Encoding categorical data.

In [103]:
data['Gender'] = data['Gender'].replace('Female', 0)
data['Gender'] = data['Gender'].replace('Male', 1)

In [104]:
data['EverBenched'] = data['EverBenched'].replace('Yes', 1)
data['EverBenched'] = data['EverBenched'].replace('No', 0)

In [105]:
from sklearn.preprocessing import OneHotEncoder
cat_encoder = OneHotEncoder()
data_city_1hot = pd.get_dummies(data['City'])

In [106]:
data = data.drop('City',axis = 1)

In [107]:
data = pd.concat([data, data_city_1hot], axis = 1)

In [108]:
data.head()

In [109]:
ordinal_cols_mapping =[
    { 
 'col':'Education',
            'mapping':{ 
                'Bachelors' : 1,
                'Masters' : 2,
                'PHD' : 3},
    }
]
encoder = OrdinalEncoder(mapping = ordinal_cols_mapping)
data = encoder.fit_transform(data)

In [111]:
# Separating target column and create train and test sets.
col_names = ['Education', 'JoiningYear', 'PaymentTier', 'Age', 'Gender',
       'EverBenched', 'ExperienceInCurrentDomain', 'Bangalore',
       'New Delhi', 'Pune']
X = data[col_names]
y = data['LeaveOrNot']
from sklearn.model_selection import train_test_split
X_train, X_test, y_train, y_test = train_test_split(X, y, test_size = 0.25, random_state = 42)

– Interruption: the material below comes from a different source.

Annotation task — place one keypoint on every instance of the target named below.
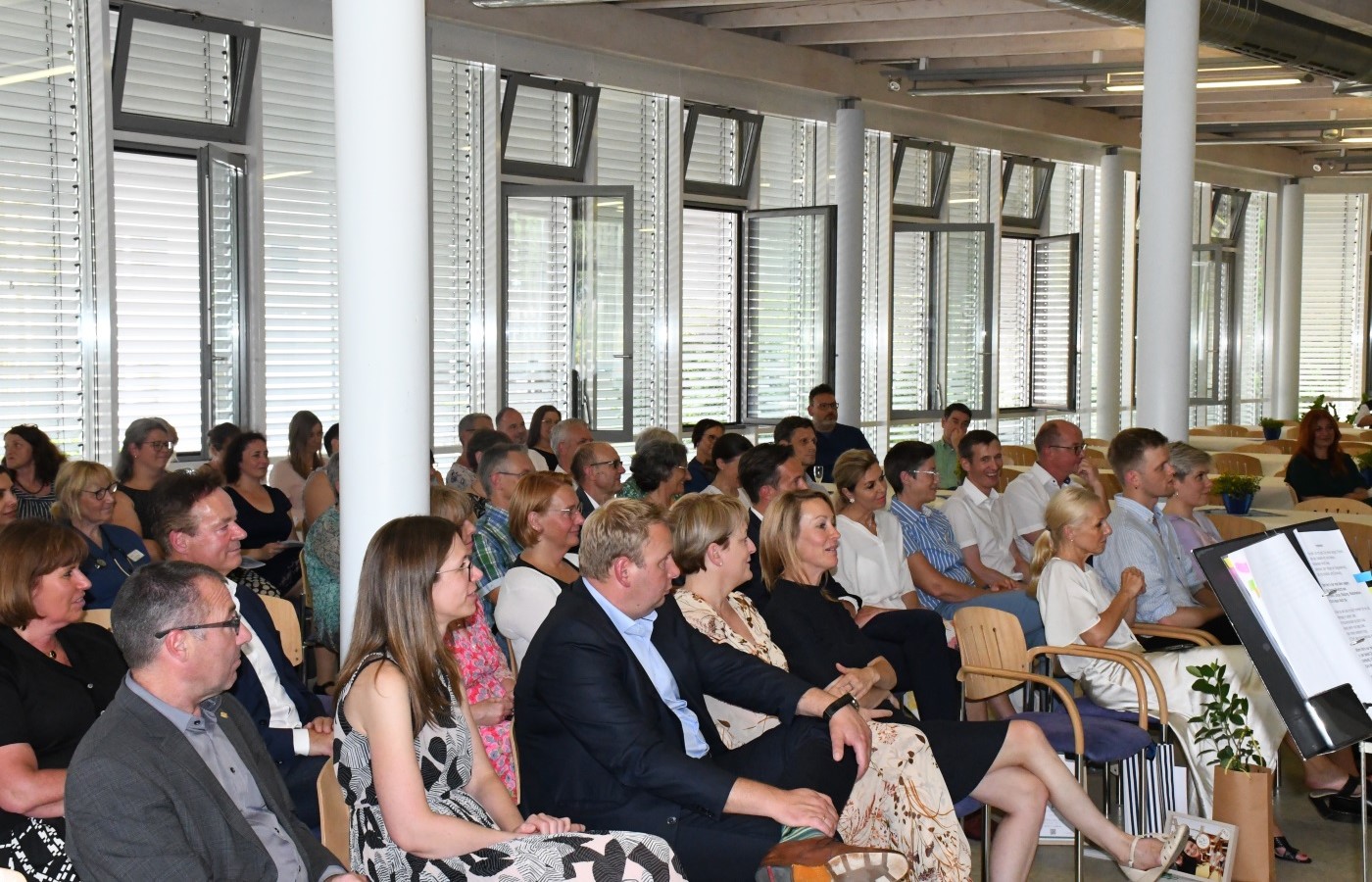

# Decision Tree Classifier

In [176]:
from sklearn.tree import DecisionTreeClassifier
dt = DecisionTreeClassifier(random_state=42, max_depth = 5, max_leaf_nodes = 8)
dt.fit(X_train, y_train)

In [178]:
print_scores(dt)

In [177]:
print_final_scores(dt)

In [179]:
import graphviz
from sklearn import tree
dot_data = tree.export_graphviz(dt, out_file = None, feature_names = X_train.columns, class_names =('Not Leave', 'Leave'), filled = True, rounded = True, special_characters = True)
graph = graphviz.Source(dot_data)
graph

# Summary

After trying various models (KNNneighbours, RandomForest, XGBoost) I decided to use simple Decision Tree model for it's interpretibility while it still get high accuracy scores (only few percent lower than XGBoost). From visualisation of the model we can see that only 3 features are important which are Joining Year (recently  hired workers tend to leave), Payment'Tier (Higher PaymentTier tend to leave) and Education (Lower Educated Workers tend to leave). That simple decision tree can be used as an algorithm wchich can help HR easily (and accurately) classify workers.